# LoRA Fine-tuning Benchmark: DistilBERT on IMDB

This notebook benchmarks LoRA adaptation methods for fine-tuning DistilBERT on the IMDB sentiment classification task.

**Configuration:**
- Base Model: DistilBERT
- Dataset: IMDB (Movie Reviews)
- Split Ratio: Train:Val:Test = 8:1:1
- LoRA Ranks: [2, 4, 8, 16]
- Training Epochs: 10
- Random Seed: 42

**Metrics Tracked:**
- Final Accuracy
- Running time per epoch
- Total training time
- Time to convergence
- GPU memory used
- Total parameters
- Trainable parameters
- Convergence epoch

In [None]:
# Import necessary libraries
import torch
import numpy as np
import random
import time
import json
import warnings
import os
from datasets import load_dataset
from transformers import (
    AutoTokenizer,
    AutoModelForSequenceClassification,
    TrainingArguments,
    Trainer,
    DataCollatorWithPadding
)
from peft import get_peft_model, LoraConfig, TaskType
from sklearn.metrics import accuracy_score
import gc

# Filter out specific warnings
warnings.filterwarnings('ignore', category=UserWarning, module='torch.nn.parallel._functions')

# Helper function to check if this is the main process (for multi-GPU training)
def is_main_process():
    # Check LOCAL_RANK environment variable
    # In distributed training: rank 0 is main process
    # In single process or DataParallel: LOCAL_RANK not set, return True
    local_rank = os.environ.get("LOCAL_RANK", None)
    if local_rank is None:
        return True
    return int(local_rank) == 0

# Check if GPU is available
device = torch.device("cuda" if torch.cuda.is_available() else "cpu")
if is_main_process():
    print(f"Using device: {device}")
    if torch.cuda.is_available():
        print(f"Number of GPUs available: {torch.cuda.device_count()}")
        for i in range(torch.cuda.device_count()):
            print(f"  GPU {i}: {torch.cuda.get_device_name(i)}")
        print(f"Initial GPU Memory: {torch.cuda.memory_allocated(0) / 1024**2:.2f} MB")

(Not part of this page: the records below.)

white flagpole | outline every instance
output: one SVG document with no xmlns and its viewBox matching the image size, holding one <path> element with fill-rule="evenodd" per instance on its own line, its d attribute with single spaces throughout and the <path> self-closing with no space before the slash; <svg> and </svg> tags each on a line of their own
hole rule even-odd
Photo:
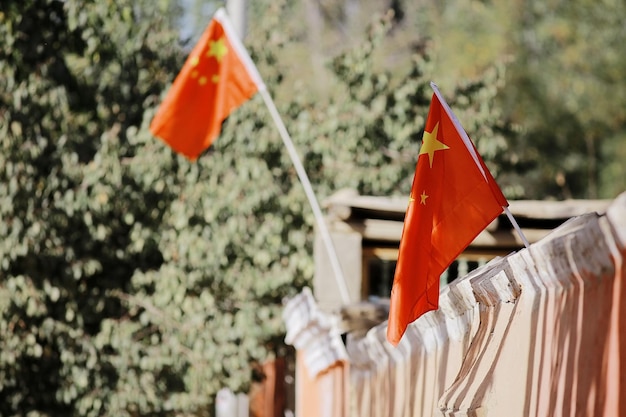
<svg viewBox="0 0 626 417">
<path fill-rule="evenodd" d="M 463 139 L 463 143 L 465 143 L 467 150 L 469 151 L 470 155 L 472 155 L 472 158 L 474 158 L 474 162 L 476 163 L 476 166 L 478 167 L 478 169 L 480 169 L 480 172 L 483 174 L 483 177 L 486 180 L 487 175 L 485 174 L 485 171 L 483 170 L 482 165 L 478 162 L 478 155 L 476 153 L 476 149 L 474 149 L 474 145 L 472 145 L 472 142 L 469 136 L 467 135 L 467 132 L 465 131 L 465 129 L 463 129 L 463 126 L 461 125 L 461 122 L 459 122 L 459 119 L 456 118 L 456 115 L 454 114 L 450 106 L 448 106 L 446 99 L 443 98 L 443 95 L 439 91 L 439 88 L 437 88 L 437 84 L 431 81 L 430 87 L 434 90 L 435 95 L 437 96 L 444 110 L 446 111 L 450 119 L 452 120 L 452 123 L 454 123 L 454 127 L 456 128 L 456 131 L 459 132 L 461 139 Z M 509 208 L 506 206 L 502 206 L 502 208 L 504 209 L 504 212 L 506 213 L 507 217 L 511 221 L 513 228 L 517 231 L 520 238 L 522 239 L 522 242 L 524 242 L 524 246 L 529 247 L 530 243 L 528 243 L 526 236 L 524 236 L 522 229 L 519 227 L 519 224 L 517 224 L 517 220 L 515 220 L 515 217 L 513 217 L 513 214 L 511 214 L 511 211 L 509 210 Z"/>
<path fill-rule="evenodd" d="M 278 110 L 276 109 L 276 105 L 274 105 L 274 101 L 272 97 L 270 97 L 267 92 L 267 88 L 261 79 L 261 75 L 254 65 L 254 62 L 250 58 L 248 51 L 241 43 L 239 36 L 237 36 L 237 32 L 235 31 L 228 14 L 223 8 L 220 8 L 216 13 L 215 17 L 222 23 L 224 30 L 226 31 L 231 44 L 236 50 L 236 53 L 242 59 L 242 62 L 248 69 L 249 75 L 252 77 L 254 82 L 257 84 L 259 88 L 259 93 L 261 97 L 263 97 L 263 101 L 267 106 L 270 114 L 272 115 L 272 119 L 278 128 L 278 132 L 280 133 L 280 137 L 289 152 L 289 156 L 291 157 L 291 162 L 296 168 L 296 173 L 298 174 L 298 178 L 300 178 L 300 182 L 304 187 L 304 192 L 309 200 L 309 204 L 311 205 L 311 209 L 313 210 L 313 215 L 315 216 L 315 221 L 317 223 L 318 230 L 321 234 L 324 245 L 326 246 L 326 250 L 328 251 L 328 257 L 330 259 L 330 265 L 335 274 L 335 279 L 337 281 L 337 285 L 339 287 L 339 293 L 341 294 L 341 299 L 345 304 L 350 303 L 350 293 L 348 292 L 348 284 L 343 275 L 343 271 L 341 269 L 341 264 L 339 263 L 339 258 L 337 257 L 337 251 L 335 250 L 335 246 L 333 245 L 332 238 L 330 237 L 330 233 L 328 232 L 328 228 L 326 227 L 326 222 L 324 221 L 324 216 L 322 215 L 322 210 L 317 202 L 315 197 L 315 193 L 313 192 L 313 187 L 311 186 L 311 181 L 309 181 L 309 177 L 304 170 L 304 166 L 302 166 L 302 162 L 300 161 L 300 157 L 298 156 L 298 152 L 296 152 L 296 148 L 293 145 L 293 141 L 289 136 L 289 132 L 287 132 L 287 128 L 285 128 L 285 124 L 283 123 L 280 114 L 278 114 Z"/>
<path fill-rule="evenodd" d="M 306 193 L 307 198 L 309 199 L 309 204 L 313 209 L 313 215 L 315 216 L 315 220 L 317 222 L 317 227 L 321 234 L 322 240 L 326 246 L 328 251 L 328 257 L 330 259 L 330 264 L 333 268 L 333 272 L 335 273 L 335 279 L 337 280 L 337 285 L 339 286 L 339 292 L 341 293 L 341 298 L 344 303 L 350 303 L 350 294 L 348 292 L 348 285 L 346 283 L 346 279 L 343 275 L 343 271 L 341 269 L 341 264 L 339 263 L 339 258 L 337 257 L 337 252 L 333 245 L 332 238 L 330 237 L 330 233 L 328 232 L 328 228 L 326 227 L 326 222 L 324 221 L 324 216 L 322 215 L 322 211 L 320 210 L 319 204 L 317 203 L 317 199 L 315 198 L 315 193 L 313 192 L 313 187 L 311 187 L 311 182 L 309 181 L 309 177 L 302 166 L 302 162 L 300 161 L 300 157 L 296 152 L 296 148 L 293 145 L 293 141 L 287 132 L 287 128 L 283 123 L 280 115 L 278 114 L 278 110 L 274 105 L 274 101 L 270 97 L 269 93 L 266 89 L 259 91 L 261 97 L 263 97 L 263 101 L 265 101 L 265 105 L 270 111 L 272 115 L 272 119 L 278 128 L 278 132 L 280 133 L 280 137 L 289 152 L 289 156 L 291 157 L 291 161 L 296 168 L 296 172 L 298 177 L 300 178 L 300 182 L 304 187 L 304 192 Z"/>
<path fill-rule="evenodd" d="M 509 210 L 508 207 L 503 207 L 503 208 L 504 208 L 504 212 L 506 213 L 506 216 L 509 218 L 509 220 L 511 221 L 511 224 L 517 231 L 517 234 L 522 239 L 522 242 L 524 242 L 524 246 L 528 248 L 530 246 L 530 243 L 528 243 L 528 240 L 526 239 L 526 236 L 524 236 L 522 229 L 520 229 L 519 224 L 517 224 L 517 220 L 515 220 L 515 217 L 513 217 L 513 214 L 511 214 L 511 211 Z"/>
</svg>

  from .autonotebook import tqdm as notebook_tqdm


In [3]:
# Set random seed for reproducibility
def set_seed(seed=42):
    random.seed(seed)
    np.random.seed(seed)
    torch.manual_seed(seed)
    torch.cuda.manual_seed_all(seed)
    torch.backends.cudnn.deterministic = True
    torch.backends.cudnn.benchmark = False

set_seed(42)
print("Random seed set to 42")

Random seed set to 42


In [4]:
# Load and prepare IMDB dataset
print("Loading IMDB dataset...")
dataset = load_dataset("imdb")

# Get full training data
train_data = dataset["train"]
total_samples = len(train_data)

# Calculate split sizes (8:1:1)
train_size = int(0.8 * total_samples)
val_size = int(0.1 * total_samples)
test_size = total_samples - train_size - val_size

# Split the dataset
train_dataset = train_data.select(range(train_size))
val_dataset = train_data.select(range(train_size, train_size + val_size))
test_dataset = train_data.select(range(train_size + val_size, total_samples))

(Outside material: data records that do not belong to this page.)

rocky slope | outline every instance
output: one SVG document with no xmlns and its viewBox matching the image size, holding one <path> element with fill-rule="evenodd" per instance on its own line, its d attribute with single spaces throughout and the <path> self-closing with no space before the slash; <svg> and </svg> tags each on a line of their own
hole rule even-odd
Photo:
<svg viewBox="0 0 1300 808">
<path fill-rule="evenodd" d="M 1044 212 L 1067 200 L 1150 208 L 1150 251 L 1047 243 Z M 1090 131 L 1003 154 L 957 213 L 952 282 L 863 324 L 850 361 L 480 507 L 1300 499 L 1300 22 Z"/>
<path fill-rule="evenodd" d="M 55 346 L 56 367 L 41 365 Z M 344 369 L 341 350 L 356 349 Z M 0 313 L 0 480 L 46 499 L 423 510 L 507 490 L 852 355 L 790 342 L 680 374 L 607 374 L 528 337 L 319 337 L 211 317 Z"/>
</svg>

print(f"Dataset split complete:")
print(f"  Train: {len(train_dataset)} samples")
print(f"  Validation: {len(val_dataset)} samples")
print(f"  Test: {len(test_dataset)} samples")

Loading IMDB dataset...
Dataset split complete:
  Train: 20000 samples
  Validation: 2500 samples
  Test: 2500 samples
Dataset split complete:
  Train: 20000 samples
  Validation: 2500 samples
  Test: 2500 samples


In [5]:
# Tokenize the dataset
print("Loading tokenizer...")
tokenizer = AutoTokenizer.from_pretrained("distilbert-base-uncased")

def tokenize_function(examples):
    return tokenizer(examples["text"], padding="max_length", truncation=True, max_length=512)

print("Tokenizing datasets...")
tokenized_train = train_dataset.map(tokenize_function, batched=True)
tokenized_val = val_dataset.map(tokenize_function, batched=True)
tokenized_test = test_dataset.map(tokenize_function, batched=True)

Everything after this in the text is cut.